Theatre scholar Rustom Bharucha calls it “the waiting for Godot of Bengali theatre.” With Ebong Indrajit making waves in 1963-64, Badal da’s creative development as a playwright and theatre worker came to the fore. First was the ring to Ebong Indrajit. This was a major shift from his idea of himself as a light hearted writer of comedies for fun to a playwright other intellectuals and artistes were taking seriously. From its very reading to a group of leading cultural figures the text began to make waves and draw critical attention.
Second, there was Badal da’s own inner quest as a writer, grappling with issues of creativity and expression. Third, he wrote four plays in the course of a year without including Ebong Indrajit. These were Sara Rattir, Ballabhpurer Rupkatha, Kabikahini and Bichitra Anushthan. From July 1963 to March 1964 he was in France and by the time his stint there was over, he had written all these plays which, even today, are in production by various Indian theatre groups somewhere or the other in the country.
His dairies reveal Sara Rattir is intensely personal and about self discovery. Both Ebong Indrajit and Sara Rattir are expressions of his own life and experience in dramatic form. In both plays the protagonists work through non-hope and resignation to a decision to continue, to persist, not to forget.
In 1965 Badal da begins his next work Baki Itihas or the rest of history. It is experimental with two acts spinning out two versions of the story behind Sitanath’s suicide, and the Third act confronting the limited mindset which is unable to imagine that the motivation for suicide might not have been a personal tragedy but a total rejection of middle class existence.

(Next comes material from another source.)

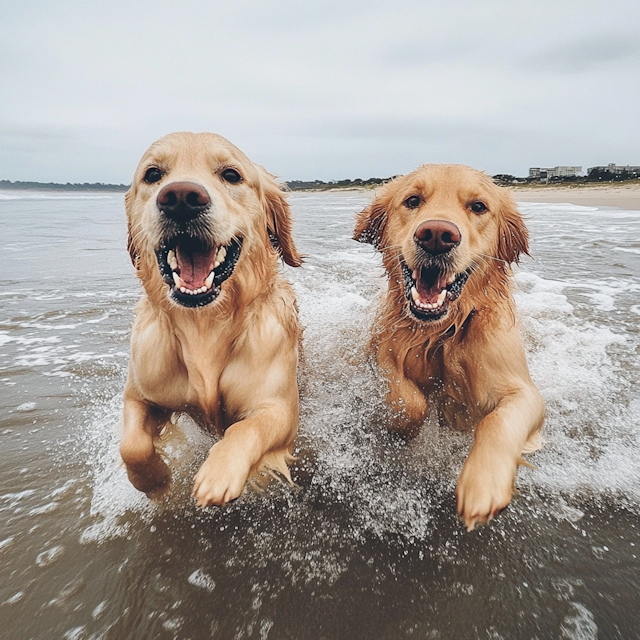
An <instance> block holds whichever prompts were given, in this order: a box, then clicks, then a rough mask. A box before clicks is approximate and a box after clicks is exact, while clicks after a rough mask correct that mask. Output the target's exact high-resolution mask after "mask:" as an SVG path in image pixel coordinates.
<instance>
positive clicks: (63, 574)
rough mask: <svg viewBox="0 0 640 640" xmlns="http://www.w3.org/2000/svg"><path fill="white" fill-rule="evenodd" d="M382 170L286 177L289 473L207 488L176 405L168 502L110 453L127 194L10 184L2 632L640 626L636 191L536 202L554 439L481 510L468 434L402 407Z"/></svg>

Coming to his final years, the early 1990s and the first decade of the 2000s saw an eclipsed Badal da, says the author. The cutting edge and energy were missing from Satabdi’s performances. Somehow Satabdi seems to be stuck in a time warp. Despite his hopes that the Third Theatre will turn into a full fledged alternative theatre movement, this did not really happen. Satabdi found that its audiences were declining since the 1990s onwards.
Badal da has left behind a solid body of play texts, several theoretical writings, a whole methodology of theatre. Just as he donated his body as a resource for science, he has left us his theory and his practice as a resource for the future. It is now up to the practitioners of tomorrow to take his legacy further, emphasises the author.